軽い気持ちで覚せい剤に手を出した結果、いちばん大切なものを失った
昔からぼくには趣味がありませんでした。ゴルフにもギャンブルにも夢中にはなれない。野球解説者の仕事にも、タレントとしてテレビ出演する仕事にも、没頭することができませんでした。つくづく野球にしか夢中になれない人間で、野球がなくなったことに対する空白感というのがずっとありました。結局、ぼくは自分の手にあるものに目を向けることができず、失ったものばかりに目を向けていたんだと思います。
そしてぼくは自分のことをだれよりも強い、だれにも負けない人間だと考えていて、つまりは傲慢(ごうまん)だったんです。
自分が描いていた清原和博というのはこんなものじゃない。そう悩むようになって、その心の喪失感を埋めるために、夜の街に飲みに出ることが増えていきました。
あのとき、自分はどういう人生を歩みたかったのか、よくわかりません。ただただ歓声と快感と刺激を求めていたような気がします。
お酒の量がどんどん増えていって、溺れるようになっていきました。
そんなとき夜の酒場で薬物を持っているという人間に出会いました。その人物は白い粉を出して、これをやれば憂うつなんか吹っ飛んでしまうと言いました。そこでぼくは本当にもう軽い気持ちでそれを手にしたんです。

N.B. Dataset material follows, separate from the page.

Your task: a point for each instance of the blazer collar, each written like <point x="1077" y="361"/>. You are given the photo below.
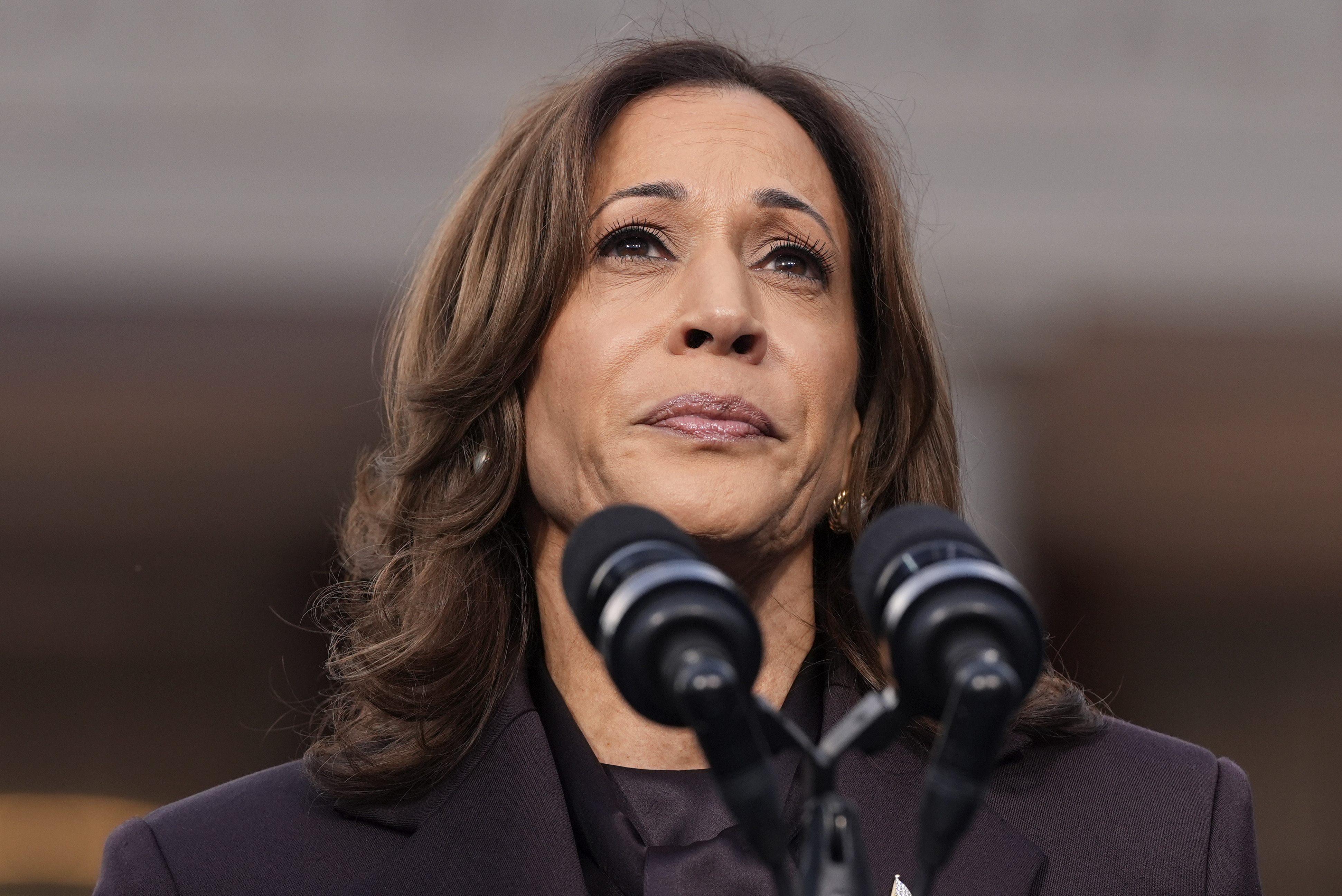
<point x="498" y="821"/>
<point x="496" y="824"/>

目標を持てず、何者なのかわからない自分が嫌で嫌で、そういう自分から逃げだしたくて、酒を飲んだ勢いでやったんです。
その1回がすべてでした。あとから考えれば、そこからはもう転げ落ちるようでした。
自分ではいつもの自分でいるつもりでした。嫌な気持ちを忘れるために夜な夜な酒を飲んで、覚せい剤をやって、それでも家に帰ればいつものように家族と過ごしている。
家族のまえではいつもと同じ父親でいる。「アパッチ」(編注:子供たちは清原氏をそう呼んでいた)でいる。そうしているつもりでした。
ただ夜になると、家族には言えないもうひとりの自分がいる。はじめは少量の覚せい剤を水で溶かして、それを熱してからストローなどで吸引する「あぶり」という方法でやっていたのですが、だんだんと量が増えていきました。
そうしているうちに覚せい剤を買いにいくために友人や知人との約束をすっぽかしたり、仕事もすっぽかしたり、家族との時間さえ削っていくようになりました。
記憶も曖昧(あいまい)になっていって、自分がどういう行動をしたのか、だれに何を言ったのかもわからなくなっていくんです。暴言を吐いたり暴力を振るったという記憶はないんですが、あとから考えると、そういうこともあったのかもしれないと怖ろしくなります。
おそらく元妻の亜希はそれに気づいて、ずいぶん悩んだのだろうと思います。
でもぼくはそのことに気づいていない。相変わらず「ちょっとだけ不安から逃げるために薬をやっているだけ。いざとなったらいつでもやめられる」と考えていました。
そのときにはすでに薬物に支配されていたんです。
そして、ある日、家に帰ったらだれもいませんでした。
荷物も何もかもなくなっていて、もぬけの殻(から)です。
ぼくがいちばん大切なものを失った瞬間でした。
それでもまだぼくは何が起こったのかを理解できず、受け入れられず、息子が試合をやっているグラウンドや学校にまで行って探しまわったんです。